# AEP, anyone had any luck lately?



## gf319804 (Mar 6, 2007)

Thinkin' about heading down to AEP for the day this coming Saturday...Anyone had any luck lately? How's the water lookin?


----------



## FloridaFishTransplant (Jun 15, 2005)

We ran up to AEP on Friday evening and hit a couple of the ponds , was kind of a challenge due to the water being up a pretty good amount and making the walk around a bit of a pain. All 3 of the ponds we hit had very bad weed line about 15' off of the shore line so throwing anything other than a weedless or top water was impossible. We did not do to bad in the 2 hours we fished. We ended up with 5 LM ranging from 1.5lbs to the biggest being 3 lbs. did get a mess of nice gill though between the shore line and the weeds. Hope this helps.


----------



## squid_1 (Jun 2, 2005)

Heading down next Monday for a week of bliss!


----------



## Header (Apr 14, 2004)

Check my post from AEP 6/17 - 6/22 had a good time with the gills.


----------



## backstraps (Jun 18, 2008)

what ponds do you plan on hitting if i may ask?


----------



## gf319804 (Mar 6, 2007)

To be completely honest, I don't know yet. It depends on several things: If I take my boat, if anyone is going up with me, and what the weather is going to be like. I'd like to do some hiking, but don't wanna do that by myself, and if I take the boat, it either has to be a place I can get the boat into myself, or if someone is with me, it wouldn't matter...Plain and simple, I just don't know yet...lol...


----------



## JignPig Guide (Aug 3, 2007)

I camped at Sand Hollow Tuesday & Wednesday with one of my sons and a nephew. The big storm hit Wednesday evening and didn't stop until morning.
We spent both evenings at a few out of the way spots that I could get my Triton into. We caught lots and lots of bass. But none of them were worth bragging about. Didn't seem to be able to entice the bigger ones.
They hit my Bomber chartrues & blue and my Strike King red eyed shad mostly. I only caught a few on my JignPig. The water was 81-degrees at one lake and 77-degrees at the other. 

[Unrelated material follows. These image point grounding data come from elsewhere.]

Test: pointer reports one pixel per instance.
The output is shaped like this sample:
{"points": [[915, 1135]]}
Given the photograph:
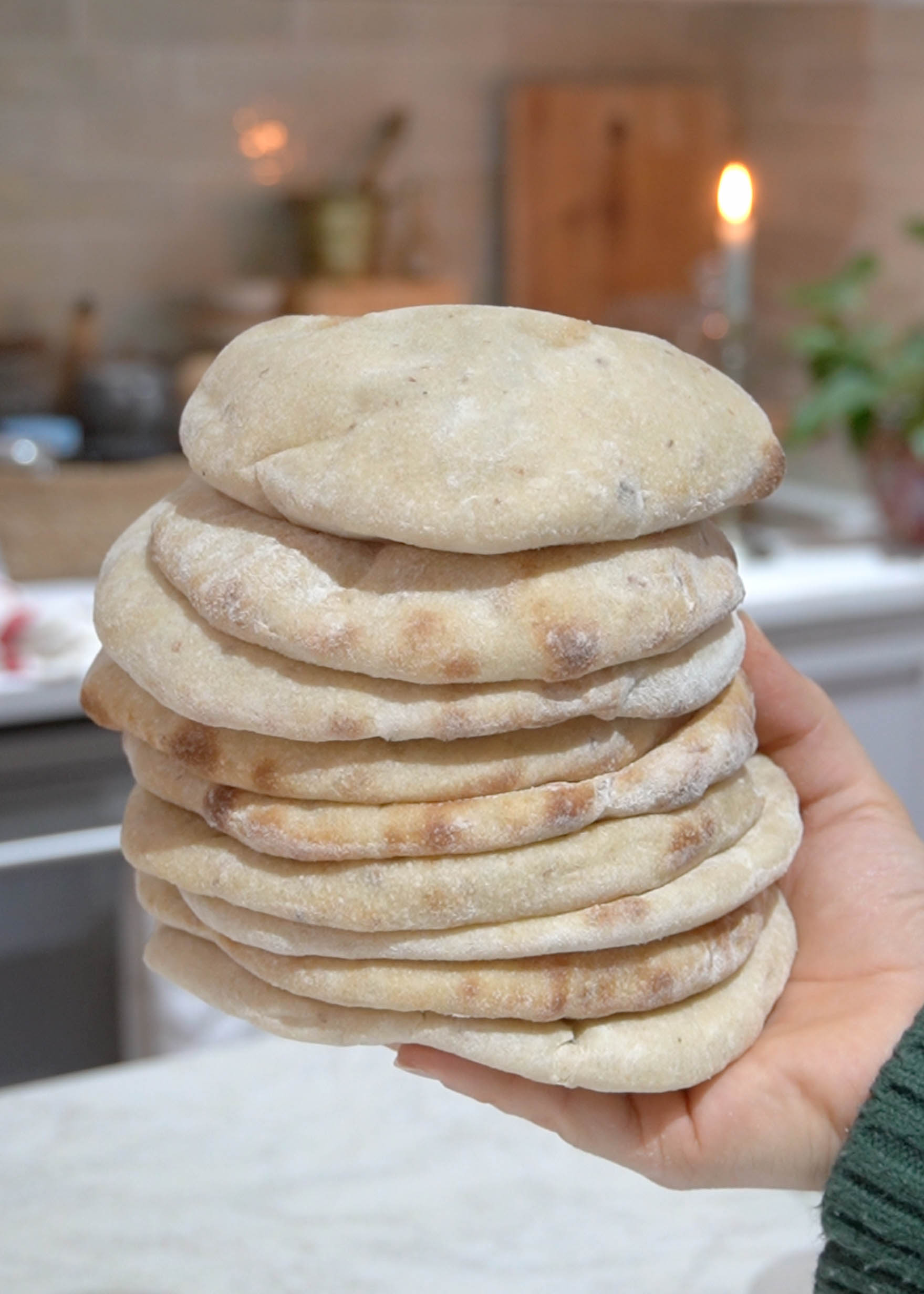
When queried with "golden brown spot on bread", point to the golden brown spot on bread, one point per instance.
{"points": [[421, 628], [690, 835], [264, 775], [193, 744], [218, 805], [573, 649], [662, 988], [567, 804], [461, 668], [439, 836], [774, 469]]}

As far as how does the water lookin... It was clear when I was there. But now it should be slightly muddy after the rain.

P.S. St. Rt. 78 was flooded over as of Thursday morning.


----------



## backstraps (Jun 18, 2008)

if you like i am off this weekend and was goona fish. ii fish alot out there. but you know how it is by yourself. i would be more then happy to tag along. just let me know.


----------



## backstraps (Jun 18, 2008)

jing and pig. how do you get out there if i may ask. you know you can go up and over the hill in blue rock state park and save some time.


----------



## JignPig Guide (Aug 3, 2007)

backstraps said:


> jing and pig. how do you get out there if i may ask. you know you can go up and over the hill in blue rock state park and save some time.


You should be able to pull up all information needed about AEP Recreation Land with a simple Google search. You can get a permit and print out a map of the entire area.


----------



## backstraps (Jun 18, 2008)

no no no, sorry i knew all that. i fish it all the time. i just ment what way did YOU go there.?


----------



## JignPig Guide (Aug 3, 2007)

Sorry man,
Since I live in the Lancaster/Baltimore Ohio area. I either take St. Rt. 37 to McConnaldsville or I hit 70 East to Zansesville and take St. Rt. 60 to McConnaldsville.
What about that shortcut from Blue Rock?


----------



## tnant1 (Nov 21, 2006)

went there from friday evening until sunday noon. Didn't get much in on friday but saturday moring we caught a lot of bass but again, nothing really worth taking home. saw a couple that were probably 5lbs or better but couldn't get them to bite.caught some more between showers saturday afternoon and sunday morning then came home. all told, probably had over 100 between the four of us and two of those shouldn't count because they didn't get there until the rain started!


----------



## backstraps (Jun 18, 2008)

theres a way you can go from 60 over the hill in blue rock and come right out on 284 about 10 mies or so from camp site c. alot faster than going down to 78.


----------



## shroomhunter (Aug 6, 2004)

I believe the road is called Cutler Lake road. If you turn left at the first Blue Rock sign just South of Duncan Falls on 60 follow that road and you will FINALLY come to the lake. After you pass the lake the first rd to the left is where you want to turn. It will eventually bring you out onto either 284 or Rural Dale rd. I have a compass in my truck and follow these roads South and East from Blue Rock. You may also come out on Zion Ridge road which will dump you out on 284. Nice drive, carry a compass or GPS, you can get lost following my directions. I do know that Cutler Lake road is where you need to turn to head over that way from Blue Rock Lake. Good Luck and when you get to the top of the HILL where the little church sits go straight or right either way will get you over thataway.


----------



## shroomhunter (Aug 6, 2004)

The other suggestion would be to take 146 East out of Zanesville and you will hit 284 in Chandlersville which will take you to Campsite C. You cross right over it following 60 South out of town. It's gotta be quicker than taking 60 all the way to McConnellsville.
PS..Get gas in Zanesville if you need it before heading out that way, be a long time till you come accross a station again.


----------



## backstraps (Jun 18, 2008)

you ca get gas in caldwell. wich is 11 miles from c. 146 to 264 works. it just takes longer. i can get to c from duncanfalls in about 20 minutes.


----------